I went into this with my eyes wide open. I knew it would be a long time before I saw that equity again. Currently my mortgage provider is offering a 5.39% mortgage fixed for 2 years with a 10% deposit, so it's not all doom and glood. As long as I stay employed I'll be alright - I bought my home to live in it, not as an investment.

Like I said, it's up to the banks how bad this crisis is - if they force people onto SVR mortgages at the end of their fixed term rates then they'll make things worse for everyone, themselves included.
 
So what would you consider the be-all and end-all? Where I live happens to be very important to me

Health of myself and family, long-term security, overall quality of life/happiness, stuff like that.

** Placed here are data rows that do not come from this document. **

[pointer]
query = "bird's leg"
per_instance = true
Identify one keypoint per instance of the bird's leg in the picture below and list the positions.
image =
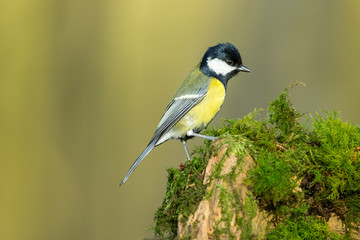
(186, 149)
(202, 136)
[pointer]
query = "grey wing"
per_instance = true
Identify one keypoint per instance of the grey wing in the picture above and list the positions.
(177, 108)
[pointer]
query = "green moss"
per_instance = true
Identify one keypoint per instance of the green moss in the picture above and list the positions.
(301, 228)
(304, 173)
(184, 191)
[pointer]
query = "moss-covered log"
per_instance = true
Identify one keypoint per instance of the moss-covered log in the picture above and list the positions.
(272, 178)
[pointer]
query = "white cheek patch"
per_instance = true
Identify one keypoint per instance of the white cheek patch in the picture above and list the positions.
(219, 66)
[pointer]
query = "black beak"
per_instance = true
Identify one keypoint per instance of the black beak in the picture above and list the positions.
(242, 68)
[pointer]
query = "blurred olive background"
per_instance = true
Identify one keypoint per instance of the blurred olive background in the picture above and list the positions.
(84, 83)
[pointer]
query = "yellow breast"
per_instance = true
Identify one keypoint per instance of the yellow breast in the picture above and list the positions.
(201, 115)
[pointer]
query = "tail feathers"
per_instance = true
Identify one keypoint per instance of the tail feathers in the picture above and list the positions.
(138, 161)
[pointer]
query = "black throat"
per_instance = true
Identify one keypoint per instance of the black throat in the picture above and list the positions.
(204, 68)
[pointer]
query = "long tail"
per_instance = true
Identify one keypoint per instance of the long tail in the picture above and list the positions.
(138, 161)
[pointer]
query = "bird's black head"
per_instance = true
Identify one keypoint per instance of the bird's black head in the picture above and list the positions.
(222, 61)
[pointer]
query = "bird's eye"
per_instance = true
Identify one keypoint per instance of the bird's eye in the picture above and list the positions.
(230, 62)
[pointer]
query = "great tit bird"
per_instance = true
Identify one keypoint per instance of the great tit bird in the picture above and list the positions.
(197, 101)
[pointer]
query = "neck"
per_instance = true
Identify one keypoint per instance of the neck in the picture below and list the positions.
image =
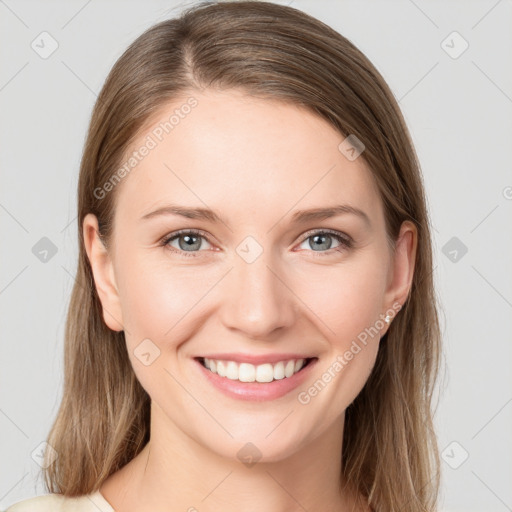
(175, 473)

My view is that that is achievable without owning one's own home. For example given then choice between

1) Owning my own home, but really struggling to pay the bills and put food on the table, working really long hours, constantly stressed, never having any free time etc; and
2) Not owning my own home, but having an overall good quality of life with plenty of luxuries and free time

...I'd probably go for the latter. That's what I mean by it not being the 'be-all and end-all'.
 
Being a home owner is fanatically beneficial in the long term providing house prices rise, which historically they have. That's why many people deem it essential to be a home owner. There are also many other benefits including piece of mind over your place of residence as you can't be evicted providing you keep up your mortgage repayments. This is very important if you have a family. It also gives you a lot more flexibility over modifications and improvements to property which is reliant on the landlord if you rent. You also have something to fall back on in retirement or have something to pass on to kids should you wish.

Also people from middle class home owning families find themselves priced out of the housing market through no fault of their own apart from the date they were born. This leads to feeling of failure because they can't afford what their parents could despite earning comparative salaries and living in similar areas.

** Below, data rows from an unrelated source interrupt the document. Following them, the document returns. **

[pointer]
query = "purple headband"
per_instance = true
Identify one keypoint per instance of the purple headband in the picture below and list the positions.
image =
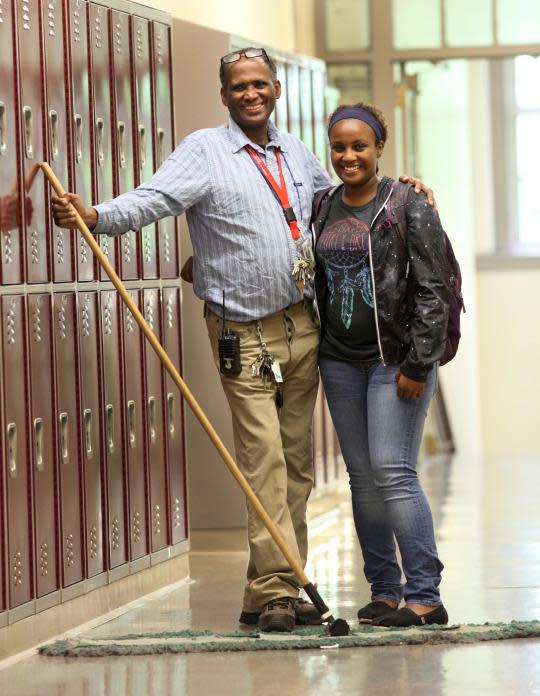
(361, 115)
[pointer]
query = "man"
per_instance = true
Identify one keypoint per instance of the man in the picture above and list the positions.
(247, 190)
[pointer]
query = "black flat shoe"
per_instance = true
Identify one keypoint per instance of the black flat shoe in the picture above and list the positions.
(374, 610)
(406, 617)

You've missed perhaps the largest factor is that there is virtually no inflation. Unless you have an uncapped variable rate mortgage then you won't suffer the price increases that landlords can and invariably do tack on to rent renewals. You also have equity which can lead to lower cost loans and remortgage at a later stage should you wish to go down that route. At the moment more than 1/2 my monthly mortage payment goes towards the balance. I look at the interest as a kind of rental, a rental which reduces each month.

I didn't buy my house because the value might go up and this is where the UK makes a mistake. You buy a house to live in it, you shouldn't see it as merely an investment.
 
RENTING IS NOT A WASTE OF MONEY!!!!!!

If a house is depreciating at a rate of £500 a month (or 0.3% a month on a 150K house) and your rent is £400 a month, you are in fact better off renting... This is before you factor in buildings insurance, repair costs, yadda yadda....

Historically though this situation is very rare. Over the medium to long term, house prices always rise...
 
Historically though this situation is very rare. Over the medium to long term, house prices always rise...

Yup, problem is that if you get a 200k mortgage on fixed rate then it gets reviewed after 2 years and the value of your property is now 175k expect the bank to up your rate as you now have effectively a 25k unsecured loan with them.